Bu maddeyle Türkiye Büyük Millet Meclisi bünyesinde Dijital Mecralar Komisyonu kurulması öngörülmektedir. Kanun maddesinde komisyonun görevleri, bireylerin kişilik haklarının korunması, özel hayatın gizliliği, çocukların fiziksel ve psikolojik gelişimine zarar verici yayınların önlenmesi gibi konularda alınacak tedbirler hakkında inceleme, görüşme, raporlama, tavsiye ve görüş bildirme olarak tanımlanmış. Sosyal medya hususundaki düzenleme görüşmelerinin bir ihtisas komisyonu aracılığıyla görüşülmesine taraftarız. Seçilecek komisyona şimdiden başarılar diliyoruz. Sosyal medyayla ilgili bir komisyon olduğu için, hemen de yarın Adalet Komisyonunda görüşülecek bir sosyal medya yasa teklifi var, aslında hazır bu komisyonu kurarken ilk iş olarak bu yasa teklifine el atmasını talep ettik ama maalesef iktidar partisi buna olumlu yaklaşmadı. Dolayısıyla, hem böyle bir komisyona ihtiyaç duyuluyor ama bu konudaki bir yasa teklifini de bu komisyondan âdeta kaçırıyoruz, demin Utku Çakırözer Vekilimizin söylediği gibi "Bu ne perhiz, bu ne lahana turşusu." sözüne geliyoruz.

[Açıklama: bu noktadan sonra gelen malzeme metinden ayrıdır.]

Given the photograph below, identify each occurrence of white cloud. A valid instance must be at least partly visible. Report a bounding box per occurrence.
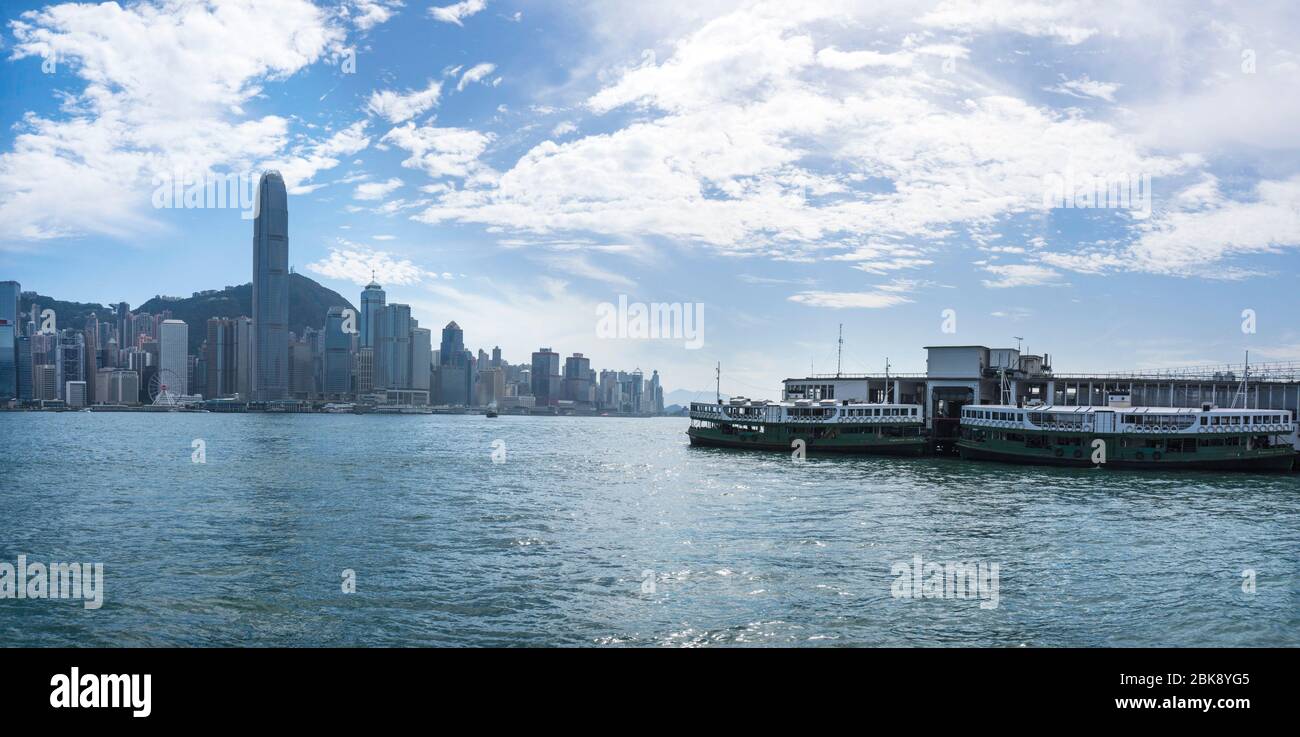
[788,291,911,309]
[365,79,442,125]
[382,122,493,178]
[408,4,1187,261]
[342,0,402,31]
[352,177,402,200]
[456,62,497,92]
[816,45,911,70]
[429,0,488,26]
[919,0,1104,44]
[269,121,371,195]
[0,0,342,242]
[307,240,438,286]
[984,264,1061,289]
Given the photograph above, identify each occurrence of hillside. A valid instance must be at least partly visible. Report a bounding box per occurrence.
[21,273,355,352]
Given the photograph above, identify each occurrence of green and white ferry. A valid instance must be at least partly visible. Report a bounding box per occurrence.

Sosyal medya, toplumun en genç ve en dinamik kesimi tarafından kullanılıyor. Siz bunu sadece yasaklarla düzenlemeye kalkarsanız başarılı olamazsınız, sadece sansürcü olarak nitelenirsiniz. Bunu istişareyle, iktidarıyla muhalefetiyle, sivil toplum kuruluşlarıyla istişare ederek yapmakta ve bunu da bir komisyon marifetiyle yapmakta fayda var. Burada, tabii, eğer yasaklarla giderseniz hukukunuzun ve diğer kurumlarınızın çok adil olmasını beklemeniz lazım ama maalesef kurumlarımızın adil olması konusu gündeme gelince pek adil olduklarını söyleyemeyiz. Örneğin, RTÜK, internet televizyonu olarak adlandırılan internet platformlarına müdahale ediyor ama RTÜK'e bakarsanız bugün, iktidara bağımlı ve tarafgir bir kurum statüsündedir. Hepimiz şahit oluyoruz; muhalif kanallara bol keseden ceza kesiliyor, Hükûmeti destekleyen kanallarda olan bitene RTÜK ses seda çıkarmıyor. Bu durumlardan RTÜK üyeleri dahi şikâyetçi. RTÜK'ün internet üzerinde de denetimini artırma çabalarını görüyoruz. İnternetteki her film ve dizi platformları televizyon gibi değerlendiriliyor; televizyon statüsünde bakmak yanlıştır. Bu manada, RTÜK'ün Netflix, BluTV gibi dijital platformlara müdahil olması doğru değildir; internet trafiğinin büyük çoğunluğu zaten video içerikleri üzerinden. Bu hızla giderse ortadadır ki RTÜK, YouTube gibi mecralara da el atmaya çalışacaktır. Bu, hatalı bir tavır olur. Kendisine televizyonlarda yer bulamayan birçok gazeteci, YouTube'da fikirlerini dile getirmektedirler. Toplumda, RTÜK'ün ve yargının, bu kanallardan, muhalif olanları cezalandırma çabasına gireceğine dair genel kanı mevcuttur. Tüm muhalif kanallar ceza almamak için ifadelerini uygun seçmek çabasına girmek zorunda kalıyorlar.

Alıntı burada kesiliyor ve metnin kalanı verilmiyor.